Arod is a cancer. The way Barry Bonds is like a cancer. There are reasons why certain players don't win rings, and it
has everything to do with attitude. It has to do with caring about others more then caring about yourself. I played ball with
guys who were selfish like Bonds and Arod, and they were a cancer to the team. I guess you'd have to play with guys like
this in order to appreciate and understand it. Now, I also played with guys like Jeter, who always spoke how the team was
more important then themselves. Then take into consideration that Jeter's stats aren't that far off of Arod's, and it's a no brainer.
Heck, if your question was who would you have taken, Kirk Gibson or Arod, then it's Kirk Gibson in a country second.
If you asked me, who would you take, Mike Lowell or Arod, it's Mike Lowell in a country second. It isn't even close.
To those who understand no explanation is necessary.
To those who don't understand, no explanation would suffice.
fitz - I agreed with everything you said up until that point - Arod's numbers blows Jeter's away, and its not even close.
I always make the comparison of haivng ARod or Bonds walking into your clubhouse to having the CEO walk into the lunchroom discussion. Yeah, the CEO might be a decent guy, but the conversation and any laughing or joking immediately stops and the situation becomes uncomfortable for all. I picture the same thing happening with Bonds or ARod. I get the feeling guys in clubhouse act differently when they're around, for fear of pissing them off or something, and that's not good for team morale.
<< <i>CtSoxfan,
Unfortunately I couldn't add Nomar to the comparison due to the turn his career took.

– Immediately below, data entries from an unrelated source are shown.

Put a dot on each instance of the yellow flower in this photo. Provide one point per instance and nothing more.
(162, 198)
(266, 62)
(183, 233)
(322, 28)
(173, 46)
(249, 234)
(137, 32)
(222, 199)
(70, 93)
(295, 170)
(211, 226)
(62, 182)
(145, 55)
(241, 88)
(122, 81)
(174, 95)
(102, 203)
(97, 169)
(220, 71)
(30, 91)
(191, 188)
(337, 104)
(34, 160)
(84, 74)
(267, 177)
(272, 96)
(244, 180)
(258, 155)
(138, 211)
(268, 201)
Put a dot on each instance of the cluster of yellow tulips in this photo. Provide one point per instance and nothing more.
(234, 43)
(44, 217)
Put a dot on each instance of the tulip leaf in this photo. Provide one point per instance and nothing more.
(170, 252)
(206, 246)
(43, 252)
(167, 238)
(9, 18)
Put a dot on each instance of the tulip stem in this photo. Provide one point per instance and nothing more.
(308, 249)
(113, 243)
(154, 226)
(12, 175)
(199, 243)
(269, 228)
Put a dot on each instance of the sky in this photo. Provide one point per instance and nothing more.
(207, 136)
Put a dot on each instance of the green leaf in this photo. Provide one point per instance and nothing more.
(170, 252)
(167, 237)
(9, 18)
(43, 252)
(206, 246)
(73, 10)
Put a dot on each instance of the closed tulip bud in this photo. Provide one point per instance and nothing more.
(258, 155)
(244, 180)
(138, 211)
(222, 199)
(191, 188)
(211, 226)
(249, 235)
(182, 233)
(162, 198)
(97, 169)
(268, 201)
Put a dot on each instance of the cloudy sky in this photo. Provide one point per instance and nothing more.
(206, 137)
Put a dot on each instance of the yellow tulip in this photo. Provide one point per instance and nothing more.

I was a big fan of Nomar during those years too. He may have been my favorite modern(live ball era) player. He was a joy to watch swing the lumber. >>
I agree with you. It's unfortunate that the way his career turned seems to have caused a lot of people to forget how good he was back then. He definitely doesn't have the career longevity of either Arod or Jeter to warrant inclusion in this comparison. Who knows what would have happened, or what the fortunes of the Red Sox might have been, if he stayed healthy.
As for Rodriguez being a "cancer", I'm not sure how we measure that. I'm hard pressed to think of a season where A-Rod's team "should" have won a World Series, or "should" have done better than they did. I do recall his stint here in Dallas where he did about all he could to drag our crappy team to respectability, but the idea of blaming Rodriguez rather than the crappy rest of the team when it didn't happen never occurred to me. In any event, our offense improved, so I'd be blaming him for the fact that our pitching collapsed. Why I would do that is not clear.
I think the idea of blaming Rodriguez for the failures of his teammates probably took hold when the Mariners improved so dramatically the year after he left (and ignoring that they went right back to their old level the year after that and stayed there). I guess we can never know for sure if the two were related, but personally I would be more inclined to want Rodriguez on my team rather than any of the whiny brats who allowed any personal feelings they had for Rodriguez to affect their performance on the field. Of course, I don't think the Mariners were whiny brats as the cancer theory implies; I think the pieces happened to fall together that year and that year only for a good but unremarkable team.